Matthew Wickham:To an extent, the phenomenon that becomes evident in this comparison between Fielding and Burney is the gradual institutionalization of literature in its modern conceptual form as imaginative or creative writing. However, this institutionalization was itself part of a broader collective manifestation of anxiety. Beginning with the Gothic revival of the 1730s, the literate public became more attuned to the genius loci of churchyards, ruins, and enchanted forests as emblems of Britain’s unique but increasingly estranged past. In his Letters on Chivalry and Romance (1762), Richard Hurd constructed a material history of the prose forms of this bygone age as “the natural and even sober effect of the feudal policy.” Over the course of time, Hurd argued, reason, learning, and progress had driven romance “off the scene,” and converted it from a faithful representation of “feudal manners” to a distortion that modern writers such as Fielding had rightly repudiated.

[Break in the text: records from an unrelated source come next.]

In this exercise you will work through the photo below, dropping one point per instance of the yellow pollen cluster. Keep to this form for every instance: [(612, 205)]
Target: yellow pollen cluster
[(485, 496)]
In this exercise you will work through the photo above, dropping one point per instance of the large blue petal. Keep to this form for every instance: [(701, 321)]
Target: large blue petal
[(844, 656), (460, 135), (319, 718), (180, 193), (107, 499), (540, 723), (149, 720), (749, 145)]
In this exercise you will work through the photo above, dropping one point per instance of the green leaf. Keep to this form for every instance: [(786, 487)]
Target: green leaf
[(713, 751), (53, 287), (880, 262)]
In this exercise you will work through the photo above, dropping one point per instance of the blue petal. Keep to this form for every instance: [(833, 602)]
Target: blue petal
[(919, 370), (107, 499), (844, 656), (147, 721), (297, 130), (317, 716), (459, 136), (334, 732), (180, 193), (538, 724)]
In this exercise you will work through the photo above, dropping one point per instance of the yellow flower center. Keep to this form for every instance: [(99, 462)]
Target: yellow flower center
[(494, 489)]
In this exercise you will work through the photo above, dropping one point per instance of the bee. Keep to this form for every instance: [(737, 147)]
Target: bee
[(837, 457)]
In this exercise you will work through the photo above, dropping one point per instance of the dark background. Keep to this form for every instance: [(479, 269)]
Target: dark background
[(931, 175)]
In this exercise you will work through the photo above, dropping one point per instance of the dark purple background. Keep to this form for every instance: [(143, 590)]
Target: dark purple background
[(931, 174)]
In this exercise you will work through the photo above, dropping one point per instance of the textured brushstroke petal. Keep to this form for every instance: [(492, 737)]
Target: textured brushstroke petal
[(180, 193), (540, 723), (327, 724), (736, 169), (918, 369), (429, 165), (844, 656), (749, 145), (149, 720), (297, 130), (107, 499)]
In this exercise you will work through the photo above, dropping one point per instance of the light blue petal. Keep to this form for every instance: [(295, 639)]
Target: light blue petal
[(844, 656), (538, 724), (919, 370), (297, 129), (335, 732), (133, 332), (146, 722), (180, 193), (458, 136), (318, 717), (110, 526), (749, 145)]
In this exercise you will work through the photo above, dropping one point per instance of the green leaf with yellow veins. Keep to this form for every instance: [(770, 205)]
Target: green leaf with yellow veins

Hurd expressed ambivalence, however,when summarizing the effects of such rationalized progress: “What we have gotten by this revolution [of manners and reason] … is a great deal of good sense,” but “What we have lost, is a world of fine fabling. ” Hurd’s formulation is significant, since it evokes a spirit of modernity that asserts its own divergence from the past. And while the basis of this divergence is, in Hurd’s view, institutional, its consequence is affective: we experience the world differently, and perhaps less vibrantly, than our ancestors. And yet, a subtle inversion accompanies Hurd’s lament. If we lack the “fine fabling” of previous eras, and if as a result we behold the world with a diminished sense of wonder, then our knowledge of our predecessors’ experience of it through artifacts such as romance makes our experience, by comparison, one of lack.

But if this is the case, then the romantic tales they experienced as reality are ones that we experience primarily as desire. We therefore welcome as literature what our forebears regarded as history. Hence, in a modern era, so this argument goes, we recover the intensity of experience through a desire that takes the cultural form of imaginative literature.